In medieval times there was a chapel of St Mary (corrupted to St Michael) existing in the parish until it was destroyed in 1414. At Mitchell a chapel of St Francis for the use of wayfarers existed from 1239 until its destruction at the Reformation.

There is a modern chapel of St Francis at Indian Queens; an early memorial stone formerly sited four miles from Mitchell (in the 18th century) was moved to the Indian Queens Inn in 1872. Charles Henderson described it as having been originally a boundary stone between the parishes of St Enoder and St Columb Major. It was moved from the inn to the churchyard in 1939. (the stone is illustrated in Indian Queens). The inscription is almost illegible but R. A. S. Macalister read it as "Cruarigi h[ic iacit]" (i.e. 'the body of Cruarigus lies here'; a different reading by Arthur Langdon was published in the Victoria County History).

There is a stone cross in the churchyard which was found beside the road from the churchtown to Fraddon. It was set up in the churchyard in 1879 but moved to a different position in the churchyard in 1893.

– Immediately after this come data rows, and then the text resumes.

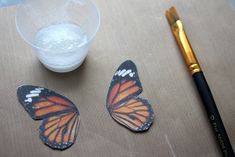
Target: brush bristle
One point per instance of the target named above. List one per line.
(172, 15)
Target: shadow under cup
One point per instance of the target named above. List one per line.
(60, 31)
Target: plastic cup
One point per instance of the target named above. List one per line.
(59, 31)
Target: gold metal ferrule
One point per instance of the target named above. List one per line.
(185, 47)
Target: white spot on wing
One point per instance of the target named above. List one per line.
(124, 72)
(127, 72)
(33, 93)
(28, 100)
(131, 74)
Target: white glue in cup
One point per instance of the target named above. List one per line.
(60, 31)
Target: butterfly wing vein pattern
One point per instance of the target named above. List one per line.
(60, 117)
(122, 102)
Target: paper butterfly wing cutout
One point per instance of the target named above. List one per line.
(122, 102)
(60, 117)
(125, 84)
(136, 114)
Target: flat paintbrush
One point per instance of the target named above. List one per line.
(200, 81)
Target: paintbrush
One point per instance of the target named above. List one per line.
(200, 81)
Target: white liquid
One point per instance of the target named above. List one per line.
(62, 46)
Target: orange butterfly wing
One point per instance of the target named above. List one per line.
(60, 117)
(60, 131)
(136, 114)
(122, 102)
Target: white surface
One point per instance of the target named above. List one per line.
(62, 46)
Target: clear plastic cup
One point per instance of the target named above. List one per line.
(60, 31)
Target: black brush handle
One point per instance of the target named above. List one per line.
(213, 114)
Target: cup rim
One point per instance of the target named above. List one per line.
(43, 49)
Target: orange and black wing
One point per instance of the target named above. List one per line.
(60, 117)
(60, 131)
(136, 114)
(124, 85)
(42, 103)
(122, 101)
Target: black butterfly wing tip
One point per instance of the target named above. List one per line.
(129, 62)
(55, 146)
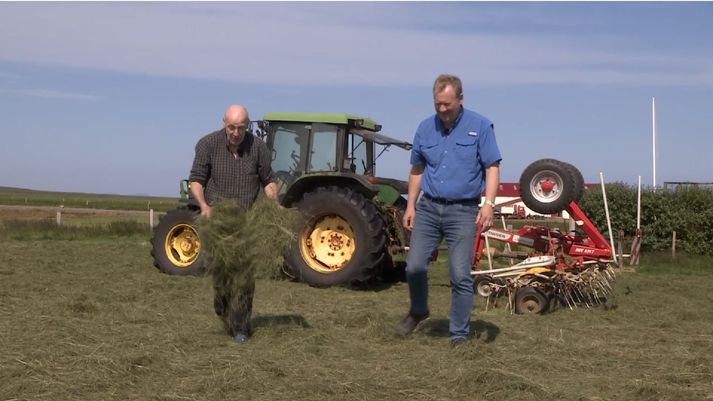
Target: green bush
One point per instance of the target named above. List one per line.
(686, 210)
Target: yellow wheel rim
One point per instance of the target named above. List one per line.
(328, 244)
(182, 245)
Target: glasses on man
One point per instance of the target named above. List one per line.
(235, 127)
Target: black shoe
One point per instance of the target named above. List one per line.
(408, 324)
(241, 338)
(457, 341)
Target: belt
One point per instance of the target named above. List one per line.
(444, 201)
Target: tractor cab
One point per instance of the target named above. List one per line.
(340, 146)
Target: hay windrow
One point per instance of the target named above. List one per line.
(242, 242)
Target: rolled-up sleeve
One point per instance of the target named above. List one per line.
(489, 152)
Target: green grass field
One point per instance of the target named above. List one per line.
(87, 317)
(26, 197)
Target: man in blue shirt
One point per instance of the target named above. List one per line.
(454, 158)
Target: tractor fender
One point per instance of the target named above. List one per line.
(308, 183)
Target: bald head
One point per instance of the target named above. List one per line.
(235, 113)
(235, 122)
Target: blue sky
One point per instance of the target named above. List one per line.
(111, 97)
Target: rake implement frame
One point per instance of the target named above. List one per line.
(570, 267)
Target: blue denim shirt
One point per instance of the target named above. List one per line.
(455, 160)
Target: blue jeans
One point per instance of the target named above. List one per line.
(455, 223)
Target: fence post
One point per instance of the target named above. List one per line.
(620, 248)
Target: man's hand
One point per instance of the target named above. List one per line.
(408, 218)
(485, 216)
(206, 211)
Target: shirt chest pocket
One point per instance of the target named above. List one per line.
(432, 152)
(467, 148)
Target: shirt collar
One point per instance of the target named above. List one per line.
(244, 145)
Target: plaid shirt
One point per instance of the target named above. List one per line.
(224, 176)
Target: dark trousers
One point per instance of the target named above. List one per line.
(234, 305)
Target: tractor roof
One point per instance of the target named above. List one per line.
(327, 118)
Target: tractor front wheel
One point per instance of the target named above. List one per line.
(176, 246)
(340, 238)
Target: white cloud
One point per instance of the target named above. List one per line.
(50, 94)
(288, 43)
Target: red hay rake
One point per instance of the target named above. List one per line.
(570, 269)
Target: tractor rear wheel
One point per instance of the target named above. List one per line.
(578, 181)
(547, 186)
(176, 246)
(340, 238)
(530, 301)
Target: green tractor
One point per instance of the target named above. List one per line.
(350, 228)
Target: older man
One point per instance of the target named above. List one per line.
(231, 163)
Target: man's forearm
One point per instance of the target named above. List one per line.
(492, 182)
(414, 184)
(197, 192)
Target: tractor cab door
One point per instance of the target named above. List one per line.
(301, 148)
(360, 154)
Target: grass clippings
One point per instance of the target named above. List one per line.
(241, 244)
(94, 320)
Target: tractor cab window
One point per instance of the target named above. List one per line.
(287, 148)
(324, 148)
(357, 155)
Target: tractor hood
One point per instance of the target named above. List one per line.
(381, 139)
(326, 118)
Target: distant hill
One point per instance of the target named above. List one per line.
(32, 197)
(4, 189)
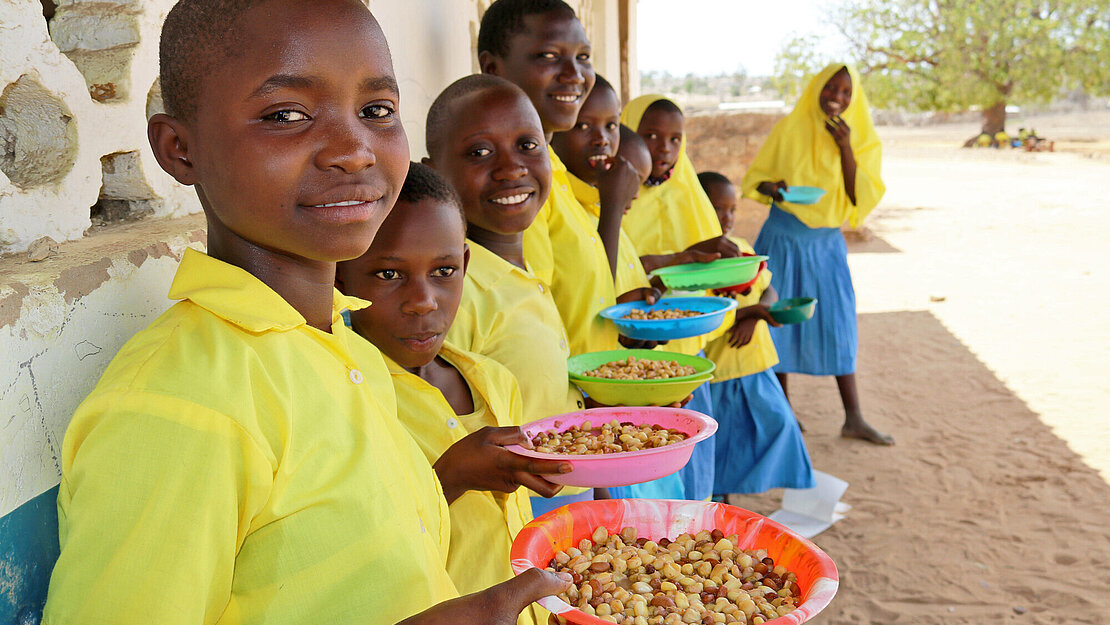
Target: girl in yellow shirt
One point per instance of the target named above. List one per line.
(827, 141)
(758, 441)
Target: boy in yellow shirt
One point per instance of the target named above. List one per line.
(542, 48)
(240, 461)
(484, 137)
(460, 406)
(758, 441)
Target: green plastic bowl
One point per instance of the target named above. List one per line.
(647, 393)
(697, 276)
(577, 365)
(794, 310)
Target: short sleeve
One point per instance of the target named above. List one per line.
(155, 501)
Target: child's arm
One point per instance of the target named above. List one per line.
(841, 134)
(616, 187)
(481, 462)
(497, 605)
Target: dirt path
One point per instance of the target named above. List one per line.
(985, 349)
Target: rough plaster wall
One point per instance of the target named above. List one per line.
(72, 101)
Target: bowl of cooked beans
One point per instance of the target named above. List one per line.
(653, 562)
(669, 318)
(638, 377)
(617, 446)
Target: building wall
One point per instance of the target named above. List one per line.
(74, 97)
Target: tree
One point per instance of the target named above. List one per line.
(951, 54)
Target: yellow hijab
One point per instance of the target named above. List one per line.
(801, 152)
(673, 215)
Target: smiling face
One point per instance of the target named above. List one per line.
(595, 138)
(295, 149)
(836, 94)
(413, 274)
(663, 133)
(551, 61)
(495, 157)
(723, 198)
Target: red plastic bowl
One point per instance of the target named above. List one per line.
(602, 471)
(656, 518)
(744, 286)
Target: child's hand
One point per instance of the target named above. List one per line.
(481, 462)
(773, 190)
(717, 244)
(617, 185)
(840, 132)
(496, 605)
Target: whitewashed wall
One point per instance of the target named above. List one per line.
(73, 103)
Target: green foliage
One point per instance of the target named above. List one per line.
(947, 54)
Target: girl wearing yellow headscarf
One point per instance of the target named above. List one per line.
(827, 141)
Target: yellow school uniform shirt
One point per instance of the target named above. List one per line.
(759, 353)
(581, 280)
(631, 272)
(483, 524)
(800, 151)
(235, 465)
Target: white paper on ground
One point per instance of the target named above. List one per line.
(811, 511)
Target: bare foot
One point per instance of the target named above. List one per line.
(867, 432)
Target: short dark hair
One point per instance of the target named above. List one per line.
(709, 178)
(442, 112)
(505, 18)
(197, 37)
(425, 183)
(663, 106)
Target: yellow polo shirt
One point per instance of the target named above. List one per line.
(483, 523)
(582, 283)
(631, 272)
(759, 353)
(235, 465)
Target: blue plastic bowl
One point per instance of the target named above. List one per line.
(713, 310)
(803, 194)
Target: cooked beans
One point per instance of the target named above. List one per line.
(696, 578)
(641, 369)
(609, 439)
(639, 314)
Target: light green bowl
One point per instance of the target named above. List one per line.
(647, 393)
(716, 274)
(794, 310)
(578, 365)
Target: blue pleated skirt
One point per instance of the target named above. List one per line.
(758, 443)
(811, 262)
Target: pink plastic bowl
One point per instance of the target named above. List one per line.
(656, 518)
(627, 467)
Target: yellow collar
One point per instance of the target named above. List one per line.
(238, 296)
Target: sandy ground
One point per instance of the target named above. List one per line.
(985, 349)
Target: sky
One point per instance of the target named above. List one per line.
(710, 37)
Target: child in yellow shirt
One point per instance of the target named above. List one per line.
(484, 137)
(460, 406)
(240, 461)
(758, 441)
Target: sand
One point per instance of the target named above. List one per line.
(985, 349)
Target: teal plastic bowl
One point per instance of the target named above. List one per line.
(697, 276)
(803, 194)
(794, 310)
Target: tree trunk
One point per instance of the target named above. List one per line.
(994, 119)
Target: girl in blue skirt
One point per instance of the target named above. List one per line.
(758, 442)
(827, 141)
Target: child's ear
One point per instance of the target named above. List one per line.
(169, 139)
(490, 62)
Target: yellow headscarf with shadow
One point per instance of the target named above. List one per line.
(673, 215)
(801, 152)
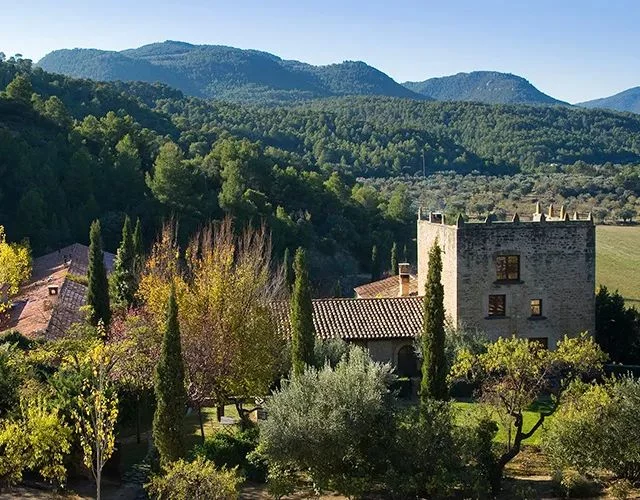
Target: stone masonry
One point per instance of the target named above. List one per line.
(546, 291)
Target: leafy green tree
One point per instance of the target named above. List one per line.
(123, 278)
(302, 330)
(394, 258)
(617, 327)
(333, 424)
(434, 362)
(198, 479)
(171, 396)
(375, 264)
(98, 285)
(20, 88)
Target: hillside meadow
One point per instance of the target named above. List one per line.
(618, 260)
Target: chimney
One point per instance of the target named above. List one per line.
(404, 275)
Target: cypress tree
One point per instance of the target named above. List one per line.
(375, 264)
(138, 246)
(288, 270)
(123, 277)
(98, 286)
(434, 364)
(171, 396)
(394, 259)
(303, 334)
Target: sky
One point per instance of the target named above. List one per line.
(573, 50)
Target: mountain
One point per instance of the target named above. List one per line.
(628, 100)
(488, 87)
(228, 73)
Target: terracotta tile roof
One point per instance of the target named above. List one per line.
(36, 312)
(352, 319)
(387, 287)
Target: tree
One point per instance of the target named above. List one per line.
(232, 346)
(198, 479)
(123, 278)
(513, 373)
(289, 276)
(333, 424)
(434, 363)
(375, 264)
(95, 412)
(98, 285)
(20, 88)
(301, 316)
(394, 259)
(15, 268)
(617, 327)
(171, 396)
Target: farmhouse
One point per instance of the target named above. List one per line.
(534, 278)
(50, 302)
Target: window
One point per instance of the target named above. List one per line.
(536, 307)
(497, 305)
(543, 341)
(508, 267)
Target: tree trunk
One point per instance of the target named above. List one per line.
(138, 418)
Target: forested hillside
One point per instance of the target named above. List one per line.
(490, 87)
(73, 150)
(628, 100)
(216, 71)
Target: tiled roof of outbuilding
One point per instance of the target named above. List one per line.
(387, 287)
(353, 319)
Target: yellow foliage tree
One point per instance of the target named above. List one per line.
(225, 286)
(15, 268)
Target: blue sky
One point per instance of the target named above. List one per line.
(571, 49)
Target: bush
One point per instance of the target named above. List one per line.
(231, 450)
(195, 480)
(334, 424)
(425, 457)
(596, 430)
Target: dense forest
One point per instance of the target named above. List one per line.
(216, 71)
(490, 87)
(74, 150)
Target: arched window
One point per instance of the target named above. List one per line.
(407, 362)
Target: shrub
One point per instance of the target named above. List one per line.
(197, 480)
(596, 430)
(425, 456)
(334, 424)
(233, 450)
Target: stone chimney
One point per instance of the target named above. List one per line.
(404, 275)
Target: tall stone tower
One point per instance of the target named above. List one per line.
(530, 278)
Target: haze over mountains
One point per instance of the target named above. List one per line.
(232, 74)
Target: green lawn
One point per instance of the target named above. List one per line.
(618, 260)
(466, 410)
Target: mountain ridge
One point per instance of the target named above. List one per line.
(227, 73)
(625, 101)
(490, 87)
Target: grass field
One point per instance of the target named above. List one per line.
(618, 260)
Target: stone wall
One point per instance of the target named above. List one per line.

The parish church is 15th century though the tower had to be rebuilt after collapsing in 1684: the date of rebuilding is 1711. The arcades of the two aisles are of different designs. The font is Norman.

St Enoder was the birthplace of John Trevisa (1342 – 1402 AD).

==Cornish wrestling==
Richard Jolly (1782-1848) from Penscawen, in St Enoder, was a very successful wrestler between 1808 and 1816. He is buried in the graveyard by St Enader church. His grandson (Rev L V Jolly) was a vicar in the parish and was a well known historian on Cornish wrestling.